Personal information
- Born: سليلفاتور شيكوريل 3 March 1893 Smyrna, Ottoman Empire
- Died: 15 February 1975 (aged 81) Miami, Florida, United States

Sport
- Country: Egypt
- Sport: Fencing
- Event(s): Foil and epee
- Club: Maccabi Sports Club

= Salvator Cicurel =

Egyptian fencer (1893–1975)

Salvator Cicurel (سالفاتور شيكوريل; סלבטור סיקורל; 3 March 1893 - 15 February 1975) was an Egyptian Olympic foil and epee fencer, and later the president of Cairo's Sephardic Jewish Community Council from 1946 until 1957.

==Personal life==
Cicurel was born in Smyrna, in the Ottoman Empire, and was Jewish. His father was Moreno Cicurel, and he had two brothers, Solomon and Joseph. The family immigrated from Smyrna to Cairo, Egypt in 1870. He was educated in Switzerland.

His father first opened a textile store in Cairo, and then a department store Au Petit Bazaar, which eventually became Les Grand Magasins Cicurel, a grand emporium. After their father died in 1919, the three sons ran the family business. Solomon was stabbed to death at home in his bed in Cairo in March 1927. Following his brothers’ deaths, Salvator led the family business, owning Les Grands Magasins Cicurel & Oreco S.A.E., which was a favorite shopping destination for the Egyptian royal family.

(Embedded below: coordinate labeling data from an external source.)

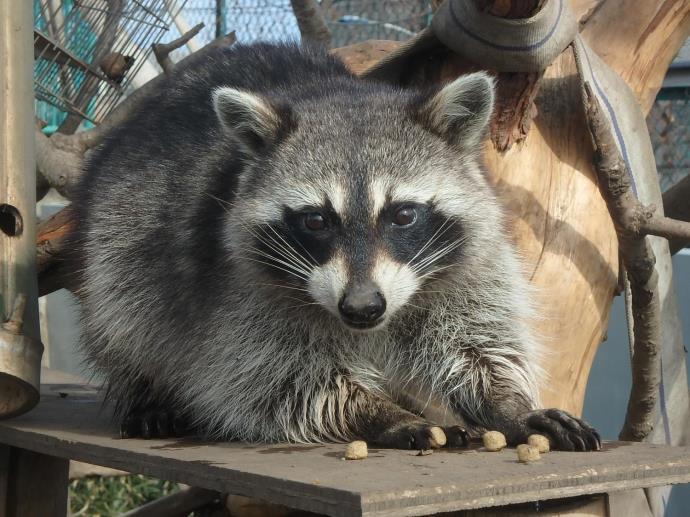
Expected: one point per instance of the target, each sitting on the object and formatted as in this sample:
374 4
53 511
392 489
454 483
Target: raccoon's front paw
153 423
414 435
564 431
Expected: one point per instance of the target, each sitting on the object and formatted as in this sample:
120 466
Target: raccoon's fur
275 250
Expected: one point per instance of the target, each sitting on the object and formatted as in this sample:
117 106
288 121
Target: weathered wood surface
315 478
37 484
557 216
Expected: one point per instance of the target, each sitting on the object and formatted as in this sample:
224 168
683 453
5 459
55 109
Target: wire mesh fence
86 52
669 127
350 21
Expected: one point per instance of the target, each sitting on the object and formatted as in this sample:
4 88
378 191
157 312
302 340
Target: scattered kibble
356 450
540 442
438 438
494 441
527 453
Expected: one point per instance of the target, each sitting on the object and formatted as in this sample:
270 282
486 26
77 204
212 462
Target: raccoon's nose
362 304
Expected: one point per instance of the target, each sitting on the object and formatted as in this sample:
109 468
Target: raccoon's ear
460 112
255 121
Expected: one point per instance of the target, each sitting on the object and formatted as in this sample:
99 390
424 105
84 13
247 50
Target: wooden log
19 358
559 220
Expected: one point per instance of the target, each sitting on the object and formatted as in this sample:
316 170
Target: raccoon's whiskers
294 288
287 248
284 250
435 256
431 240
276 267
281 259
314 262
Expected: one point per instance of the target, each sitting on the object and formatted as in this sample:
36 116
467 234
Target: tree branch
59 160
311 23
59 157
639 260
677 206
162 50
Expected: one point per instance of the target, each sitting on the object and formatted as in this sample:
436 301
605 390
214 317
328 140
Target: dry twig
311 23
162 50
677 206
628 215
59 160
59 157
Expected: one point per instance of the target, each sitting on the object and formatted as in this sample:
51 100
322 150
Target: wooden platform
70 422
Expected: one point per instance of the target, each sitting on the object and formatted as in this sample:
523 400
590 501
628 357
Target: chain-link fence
669 127
350 21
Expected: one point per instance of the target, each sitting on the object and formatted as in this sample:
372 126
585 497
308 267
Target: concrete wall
609 381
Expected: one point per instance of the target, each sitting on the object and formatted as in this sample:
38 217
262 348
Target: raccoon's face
358 202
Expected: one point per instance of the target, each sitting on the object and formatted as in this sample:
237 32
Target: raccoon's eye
314 221
405 216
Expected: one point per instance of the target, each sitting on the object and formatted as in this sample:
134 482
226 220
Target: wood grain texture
315 478
639 40
38 484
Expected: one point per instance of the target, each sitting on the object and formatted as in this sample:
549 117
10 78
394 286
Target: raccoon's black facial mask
425 240
410 233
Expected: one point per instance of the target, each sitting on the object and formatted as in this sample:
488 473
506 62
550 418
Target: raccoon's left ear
253 120
460 112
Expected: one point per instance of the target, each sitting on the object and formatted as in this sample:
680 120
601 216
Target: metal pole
20 347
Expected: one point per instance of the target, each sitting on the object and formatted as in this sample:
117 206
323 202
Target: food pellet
494 441
527 453
356 450
540 442
438 438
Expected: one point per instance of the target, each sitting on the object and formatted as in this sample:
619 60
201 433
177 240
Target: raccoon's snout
362 306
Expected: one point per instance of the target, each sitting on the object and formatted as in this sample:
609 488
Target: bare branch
59 160
179 503
311 23
639 260
677 206
60 168
162 50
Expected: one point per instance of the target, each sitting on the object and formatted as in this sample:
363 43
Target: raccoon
271 249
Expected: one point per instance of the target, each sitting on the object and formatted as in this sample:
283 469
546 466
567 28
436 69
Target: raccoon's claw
413 435
152 424
564 431
456 436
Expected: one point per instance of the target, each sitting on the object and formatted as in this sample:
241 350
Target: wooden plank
71 422
38 484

In addition to his prowess in fencing, he was also an elite Egyptian golfer. In 1933, his niece, Solomon Cicurel’s daughter Lili, married Pierre Mendès France who later became Prime Minister of France from 1954-55.

He was a leader of the Cairo Jewish community in the first half of the 20th century. He was President of the Cairo Sephardic Jewish Community Council from 1946-57. In a meeting with the American Jewish Committee in New York in October 1948, he stated his belief about the 1948 Cairo bombings “the recent anti-Jewish outbreaks … [were] connected with the existence of Israel and the defeats of the Egyptian Army there.”

During the 1956 Suez Crisis his store was placed under government control. After the war, Cicurel was forced to sell his interest to Egyptian Muslims, and he emigrated to Paris in 1957.

==Fencing career==
Cicurel won the Egyptian national épée fencing championship in 1928.

Cicurel was captain of the Egyptian fencing team and competed in the individual (coming in tied for 7th) and team épée and team foil events at the 1928 Summer Olympics in Amsterdam at the age of 35.